Città Buona per un dolce Natale
Sono impiegato in un ufficio tecnico e non mi ritengo un esperto, perché dovrei lavorare nel settore, ma quando Città Nuova, di cui sono abbonato e lettore, mi ha proposto di scegliere i vini per “Città Buona”, ho aderito con entusiasmo perché sono convinto che cibo e bevande esprimano la cultura di un popolo. Avevo 21 anni quando mi sono affacciato, dopo un anno di militare negli alpini, al mondo dell’enologia; prima come consumatore ignaro, poi pian piano, affinando gusti e scelte ben precise, sono stato spinto da un amico sommelier a seguire i tre corsi dell’AIS (associazione italiana sommelier), con tanto di diploma finale. Qualcuno potrebbe chiedersi il motivo della scelta di certi vini e perché insisto su certe regioni. Ci sono diversi motivi, il primo dei quali è legato ovviamente al gusto personale. Per esempio, l’Alto Adige ha una percentuale di produzione di vini di qualità che supera il 95%! Con un ottimo rapporto qualità prezzo, forse perché fuori dal “mercato globale”, cosa che non guasta. Altro motivo è il “come” certi vini vengono prodotti, come viene curata la coltivazioni delle vigne. Per esempio la cantina Laimburg non ha una superficie enorme rispetto ad altre cantina, ma ha appezzamenti coltivati sia a vite che a frutta, sparsi in diversi punti dell’Alto Adige che si differenziano per altitudine, esposizione, tipi di terreno e condizioni climatiche, sviluppando e ricercando metodi nuovi e nuovi cloni, tutto nel rispetto dell’ambiente e alla costante ricerca della difesa delle piante in base al comportamento dei parassiti e degli organismi utili.
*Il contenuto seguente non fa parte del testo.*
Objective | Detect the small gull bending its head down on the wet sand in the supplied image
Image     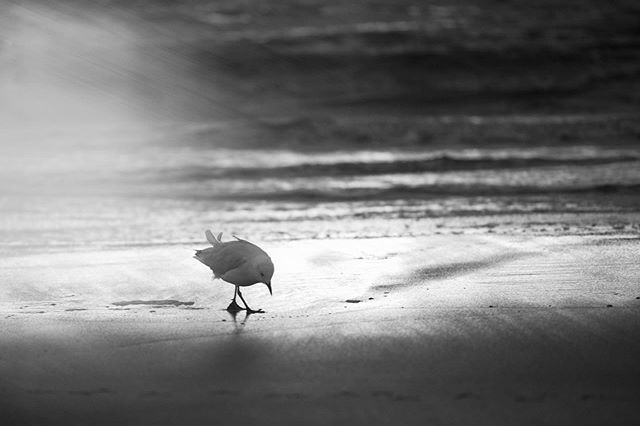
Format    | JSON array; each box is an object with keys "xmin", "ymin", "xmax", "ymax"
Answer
[{"xmin": 193, "ymin": 229, "xmax": 274, "ymax": 313}]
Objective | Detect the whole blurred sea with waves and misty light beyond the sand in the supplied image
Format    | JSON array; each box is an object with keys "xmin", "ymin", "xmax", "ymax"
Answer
[{"xmin": 0, "ymin": 0, "xmax": 640, "ymax": 254}]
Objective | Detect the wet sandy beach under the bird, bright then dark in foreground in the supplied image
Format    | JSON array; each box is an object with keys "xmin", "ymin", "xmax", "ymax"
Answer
[{"xmin": 0, "ymin": 234, "xmax": 640, "ymax": 425}]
E poi, sono stato in vacanza in Sicilia e ho scoperto i vini bianchi del posto. Negli anni il meridione, la Sicilia in particolare, ha colto l’opportunità di aumentare la qualità dei propri vini, investendo in enologia, portando quelli che erano i vini “da taglio” a vini eccelsi, sfruttando, oltre al terreno, l’arma che, in molti paesi del nord Europa, manca: il sole che, abbinato ad una attenta e accurata vinificazione, ha portato ottimi risultati.
Ci sarebbero da elencare tantissime regioni e i loro vitigni autoctoni, che non sono conosciuti per via della limitata produzione, ma che possono dire senz’altro la loro nel complesso mondo di Bacco. Cito per esempio una piccolissima cantina nel Levante ligure, Pino Gino, che produce il Missanto Bianco, un uvaggio di Vermentino e Bianchetta. Nelle annate giuste, risulta un vino estremamente gradevole e complesso che si abbina perfettamente ai piatti tipici liguri.
Comunque ho assaggiato tutti i vini proposti in Città Buona con l’occhio al portafoglio, cosa che qui a Genova ho imparato ad apprezzare: le mie sono solo indicazioni ma hanno la pretesa di abbracciare i confini del nostro Stivale perché questa è l’Italia dove gli estremi si toccano.
Una parola per Mastri Birrai Umbri: fanno ottime birre! Sceglierle ci consente di sostenere le aziende colpite dal terremoto. Allora…buon appetito e alla salute!